No obstante, no debemos olvidar en ninún caso que el verdadero epicentro de un sistema de salud, clave real de su calidad y agilidad y, por lo tanto, de su eficacia y eficiencia, no se halla instalado en su red hospitalaria, infinitamente compleja en lo tecnológico y especialmente cara en su mantenimiento, sino en el nivel primario, concebido como el espacio natural de atención y puerta de acceso al sistema.

Es aquí, en centros de salud que tuvieran suficiente dotación de personal y tecnología, con horarios de atención a la urgencia dignos y no sometidos a recortes continuos y unificaciones de guardias que merecen el desplazamiento al hospital, y elaborando claves de salud comunitaria en términos de prevención, promoción y educación para la salud (la eterna asignatura pendiente del sistema) que permitieran al ciudadano modificar la cultura de ‘tirar pa Cabueñes’ a la mínima, donde radica seguramente el secreto del éxito de un sistema de salud moderno (agilidad en la respuesta, satisfacción en el usuario y bajo coste).

Cada peseta invertida en primaria reduce en al menos cien las invertidas en la red especializada y hace posible que todos los grandes documentos de la última década del siglo XX, Plan de Humanización Hospitalaria y Plan de Calidad Hospitalaria, no sean hoy un enorme papel mojado, a base de camas supletorias y hacinamiento tipo años 50 en las habitaciones y listas de espera desesperantes.

Cada cama supletoria o cada habitación triplicada dice mucho de unos gestores que, conociendo las cifras y las claves del incremento de demanda desde hace algunos años, han apostado por un sistema netamente hospitalario, frente a un sistema netamente eficiente.

A partir de aquí la bronca está servida, el problema de las listas de espera, el colapso de las urgencias y el deterioro de la calidad en algunas especialidades se producen sin solución de continuidad, irán a peor.

Salud para todos en el año 2000, el viejo (ya) objetivo de la Organización Mundial de la Salud (OMS) puede convertirse en una entelequia si no somos capaces de hacer virar las tendencias del sistema.

Cada ciudadano cabreado que sale de Cabueñes (muchos todos los días) o de cualquier hospital de Asturias (Jarrio, por ejemplo) es un ciudadano que piensa (seguramente de forma injusta) que sus impuestos no están siendo utilizados en términos de gasto sanitario. Nada más lejos de la realidad, se gasta mucho en salud, pero se gasta mal. En estos temas muy cercanos y sensibles cada ciudadano cabreado, además de ser un ciudadano usurpado en sus derechos básicos, es un votante cabreado. Algunos consejeros y gerentes no deben olvidarlo.

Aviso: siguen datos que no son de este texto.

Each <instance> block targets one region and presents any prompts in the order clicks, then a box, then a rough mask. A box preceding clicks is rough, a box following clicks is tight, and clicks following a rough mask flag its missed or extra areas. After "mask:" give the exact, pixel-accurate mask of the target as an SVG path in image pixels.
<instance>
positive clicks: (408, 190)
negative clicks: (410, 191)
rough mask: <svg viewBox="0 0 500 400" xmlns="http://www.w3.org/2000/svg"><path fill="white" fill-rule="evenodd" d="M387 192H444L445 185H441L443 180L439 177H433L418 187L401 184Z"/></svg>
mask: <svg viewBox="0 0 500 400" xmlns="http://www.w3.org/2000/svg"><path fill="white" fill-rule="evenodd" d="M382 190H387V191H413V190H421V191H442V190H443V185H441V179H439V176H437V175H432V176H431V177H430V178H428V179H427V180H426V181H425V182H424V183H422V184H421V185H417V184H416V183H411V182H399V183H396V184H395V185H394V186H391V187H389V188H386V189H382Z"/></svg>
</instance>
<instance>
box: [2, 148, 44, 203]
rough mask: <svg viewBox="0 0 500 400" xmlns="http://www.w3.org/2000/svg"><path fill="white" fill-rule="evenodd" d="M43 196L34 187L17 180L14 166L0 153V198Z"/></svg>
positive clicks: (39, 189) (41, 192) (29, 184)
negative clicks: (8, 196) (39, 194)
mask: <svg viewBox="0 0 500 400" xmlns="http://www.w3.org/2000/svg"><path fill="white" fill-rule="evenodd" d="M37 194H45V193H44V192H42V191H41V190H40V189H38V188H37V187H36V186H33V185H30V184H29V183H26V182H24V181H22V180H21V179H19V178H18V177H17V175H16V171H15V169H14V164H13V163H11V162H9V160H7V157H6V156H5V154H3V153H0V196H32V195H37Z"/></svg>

En una comunidad autónoma como Asturias, que asumió las competencias sanitarias ‘a la trágala’ (seguramente sin posibilidad de no hacerlo), que tiene un gasto sanitario disparado (hospitalario y farmacéutico) asentado sobre la población más envejecida (y, por ende, más usuaria) del país (y no va a menos), con una financiación sanitaria por consensuar, en virtud de los pesos políticos específicos de cada autonomía (el nuestro, escaso, por ser suaves), el colapso del sistema hospitalario (Cabueñes es uno de los problemas, pero no el único) era perceptible para cualquier gestor sanitario, excepto para los nuestros.

De modo que, a cambiar, o que los cambien.